Web 3.0, the blockchain version of the traditional internet that hosts decentralized blockchain crypto-currencies, lost over US$1.8 billion in 2023 to cybercrime.
Newly released findings from cybersecurity firm Certik’s latest Hack3D Annual Report cast a pall over the US Securities and Exchange Commission (SEC)’s much-anticipated approval of up to a dozen Bitcoin ETFs (exchange-traded funds) on Wednesday. It will also cast a long shadow over the hoped-for institutional acceptance of crypto-currencies by influential financial entities, including Swift, the Hong Kong Monetary Authority, and the Australia and New Zealand Banking Group (ANZ). In the second half of last year, the SEC scrutinized a series of proposals, notably extending review periods for Bitcoin ETF applications from major firms like BlackRock, ARK, and Fidelity.
According to Certik’s report, cybercrime impacting Web 3.0 accelerated in the latter half of 2023. The third quarter of last year saw roughly US$687 million lost to cybercrime in only 183 hacks. And the barrage of hefty cyber-attacks did not cease its rapid growth until the Christmas lull. In November alone, US$ 360 million was lost in 45 incidents. Although overall annual losses were only half those in 2022, this discrepancy is explained by the tumbling value of crypto-currencies in what was effectively an 18-month bear market.
Blockchain hits average US$3m to US$19m each
The findings directly confound the idea that encrypted and decentralized blockchains are somehow invulnerable to hackers. Blockchain software platform Ethereum, best-known for its crypto-currency ‘ether,’ alone lost US$686 million to cybercrime in 2023. There were 224 cyber incidents, representing a loss of roughly US$3 million per hit.
With such easy and untraceable loot on offer, determined cybercriminals are increasingly targeting blockchains and their crypto riches. On December 14, for example, Ledger, a manufacturer of crypto hardware wallets, suffered a $610,000 hit with resulting reputational damage. All the hit involved was a relatively straightforward phishing attack on a single Ethereum staff member.

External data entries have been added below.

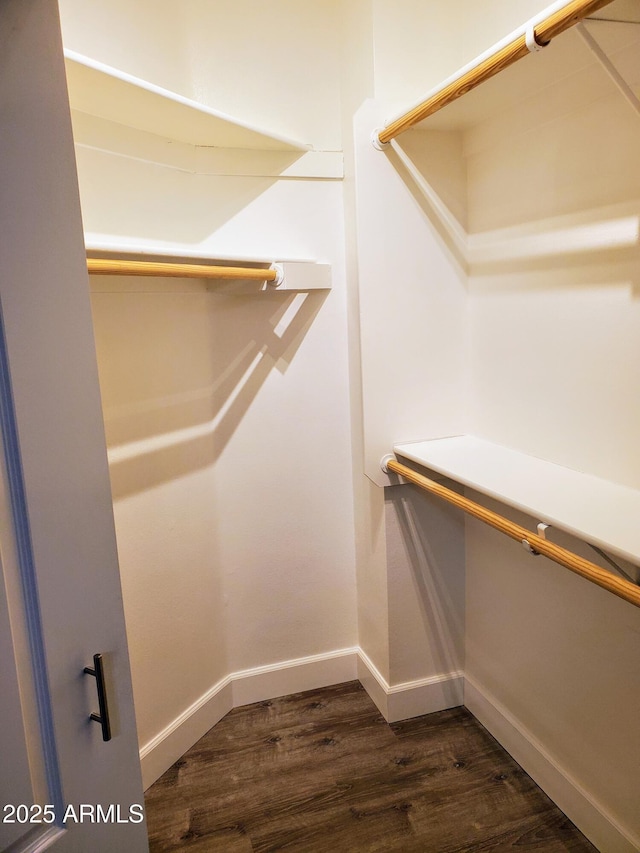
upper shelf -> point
(595, 510)
(109, 93)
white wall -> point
(550, 368)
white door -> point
(60, 598)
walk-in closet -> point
(362, 296)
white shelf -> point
(546, 84)
(106, 92)
(595, 510)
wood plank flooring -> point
(322, 772)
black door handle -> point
(103, 717)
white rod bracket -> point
(279, 271)
(383, 462)
(375, 140)
(533, 45)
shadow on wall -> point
(188, 394)
(432, 536)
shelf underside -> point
(597, 511)
(553, 74)
(99, 90)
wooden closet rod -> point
(104, 266)
(618, 586)
(543, 33)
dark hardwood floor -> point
(322, 772)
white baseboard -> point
(411, 698)
(158, 754)
(566, 792)
(242, 688)
(397, 702)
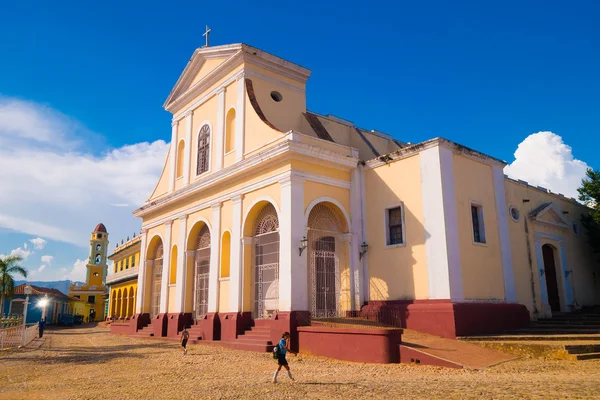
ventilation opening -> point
(276, 96)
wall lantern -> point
(363, 250)
(303, 243)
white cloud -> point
(78, 271)
(58, 189)
(38, 243)
(47, 259)
(543, 159)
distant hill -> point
(63, 286)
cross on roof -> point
(207, 34)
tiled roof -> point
(37, 290)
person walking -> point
(282, 348)
(185, 335)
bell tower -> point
(97, 267)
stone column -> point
(235, 280)
(215, 253)
(220, 132)
(173, 156)
(181, 267)
(239, 118)
(539, 255)
(293, 272)
(164, 285)
(510, 293)
(188, 148)
(139, 306)
(440, 221)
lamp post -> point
(27, 291)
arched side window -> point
(203, 150)
(225, 254)
(230, 131)
(180, 151)
(173, 272)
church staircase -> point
(570, 336)
(256, 337)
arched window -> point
(225, 254)
(173, 272)
(180, 150)
(230, 131)
(203, 150)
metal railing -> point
(11, 337)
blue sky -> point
(486, 76)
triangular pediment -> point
(203, 63)
(550, 214)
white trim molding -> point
(440, 222)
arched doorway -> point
(265, 272)
(201, 255)
(329, 289)
(156, 279)
(548, 252)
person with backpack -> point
(279, 353)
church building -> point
(267, 214)
(93, 292)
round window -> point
(276, 96)
(514, 213)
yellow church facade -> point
(268, 214)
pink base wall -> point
(447, 319)
(359, 345)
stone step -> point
(588, 356)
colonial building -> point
(268, 214)
(93, 292)
(122, 279)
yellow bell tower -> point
(97, 267)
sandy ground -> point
(89, 363)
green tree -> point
(9, 266)
(589, 194)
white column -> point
(237, 263)
(220, 132)
(181, 267)
(364, 262)
(173, 156)
(440, 222)
(239, 118)
(188, 147)
(164, 285)
(293, 274)
(215, 253)
(546, 311)
(139, 302)
(566, 279)
(356, 240)
(510, 293)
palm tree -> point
(9, 265)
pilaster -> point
(182, 267)
(215, 253)
(139, 304)
(235, 280)
(173, 156)
(240, 110)
(164, 284)
(293, 273)
(440, 222)
(220, 133)
(188, 148)
(510, 293)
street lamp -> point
(27, 290)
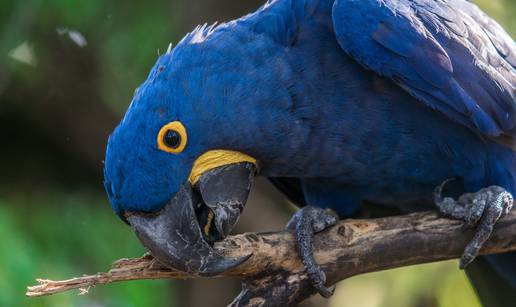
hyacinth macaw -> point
(390, 102)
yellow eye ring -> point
(172, 137)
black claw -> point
(306, 222)
(481, 209)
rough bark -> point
(275, 276)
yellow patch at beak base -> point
(216, 158)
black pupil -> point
(172, 139)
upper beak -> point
(201, 212)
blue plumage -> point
(340, 102)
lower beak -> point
(179, 235)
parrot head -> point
(180, 164)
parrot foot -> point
(305, 223)
(481, 209)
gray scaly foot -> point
(305, 223)
(481, 209)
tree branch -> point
(274, 274)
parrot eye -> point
(172, 137)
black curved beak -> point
(181, 234)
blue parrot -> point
(395, 103)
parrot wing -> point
(447, 54)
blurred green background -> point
(68, 70)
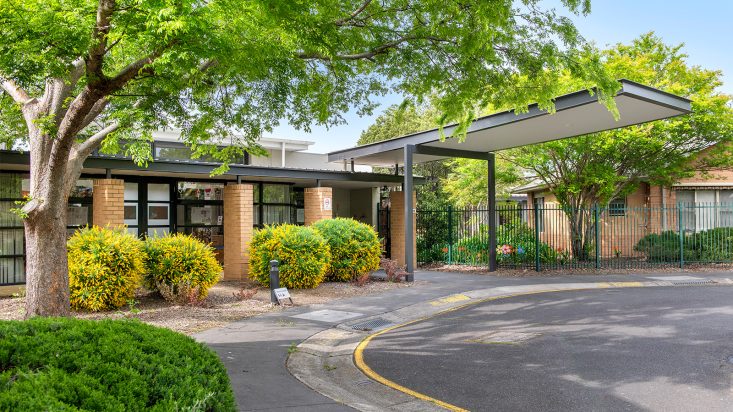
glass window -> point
(273, 193)
(617, 207)
(131, 192)
(273, 215)
(159, 192)
(206, 215)
(200, 191)
(82, 189)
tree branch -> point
(15, 91)
(341, 22)
(381, 49)
(87, 147)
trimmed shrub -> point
(74, 364)
(355, 248)
(302, 252)
(181, 267)
(105, 268)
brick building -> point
(177, 194)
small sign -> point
(282, 295)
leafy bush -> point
(181, 267)
(105, 268)
(662, 247)
(302, 252)
(74, 364)
(355, 248)
(714, 245)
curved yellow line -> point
(365, 369)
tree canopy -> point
(78, 75)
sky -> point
(704, 26)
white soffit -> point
(576, 114)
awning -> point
(576, 114)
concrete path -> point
(255, 350)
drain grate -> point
(371, 324)
(693, 282)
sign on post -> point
(282, 296)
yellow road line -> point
(365, 369)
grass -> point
(74, 364)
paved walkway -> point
(255, 350)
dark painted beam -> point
(439, 151)
(204, 168)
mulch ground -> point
(221, 306)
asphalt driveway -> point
(662, 349)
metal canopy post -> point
(492, 211)
(409, 227)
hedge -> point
(105, 268)
(74, 364)
(355, 248)
(303, 255)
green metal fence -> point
(552, 237)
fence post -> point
(536, 237)
(274, 280)
(598, 237)
(681, 229)
(450, 234)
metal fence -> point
(553, 237)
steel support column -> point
(493, 218)
(409, 226)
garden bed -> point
(218, 309)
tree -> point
(401, 120)
(78, 75)
(596, 168)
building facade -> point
(176, 193)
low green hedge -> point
(303, 255)
(181, 267)
(355, 248)
(120, 365)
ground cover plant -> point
(355, 248)
(73, 364)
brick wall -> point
(108, 202)
(238, 227)
(318, 204)
(397, 227)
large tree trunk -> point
(47, 278)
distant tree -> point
(597, 168)
(79, 75)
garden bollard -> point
(274, 280)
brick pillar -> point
(318, 204)
(397, 227)
(238, 228)
(108, 202)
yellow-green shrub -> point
(181, 267)
(355, 248)
(105, 268)
(302, 253)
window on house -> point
(617, 207)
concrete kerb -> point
(330, 362)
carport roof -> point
(575, 114)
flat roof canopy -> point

The breach allowed the attackers to upload a malicious file that operated as a ‘Trojan horse.’ Instead of establishing a secure link between users’ wallets and Ledger’s app, the malicious code rerouted the connection through a fake protocol. A single successful phishing attack on one employee’s account was enough to create a breach that affected a wide range of users and decentralized applications (dApps).
As humans are the weakest links in any blockchain, cybercriminal gangs, already proficient in social engineering across public networks, increasingly concentrate on phishing attacks tailored to key employees or to gain access to unsuspecting individuals’ crypto-wallets. Such private key compromises account for almost half of Web 3.0’s total losses for 2023. Losses totaling $880 million stem from just 47 key-compromise incidents, working out to roughly $19 million per incident. Although representing only 6.3 percent of total security incidents throughout the year, private key compromises account for over half of Web 3.0 losses to cybercrime in 2023.
Nor is the infrastructure supporting crypto-currencies always as decentralized and invulnerable to attack as claimed. Despite the decentralized ethos of blockchain and cryptocurrency, elements within the ecosystem, such as software libraries like the Ledger Connect Kit, represent centralized points of vulnerability.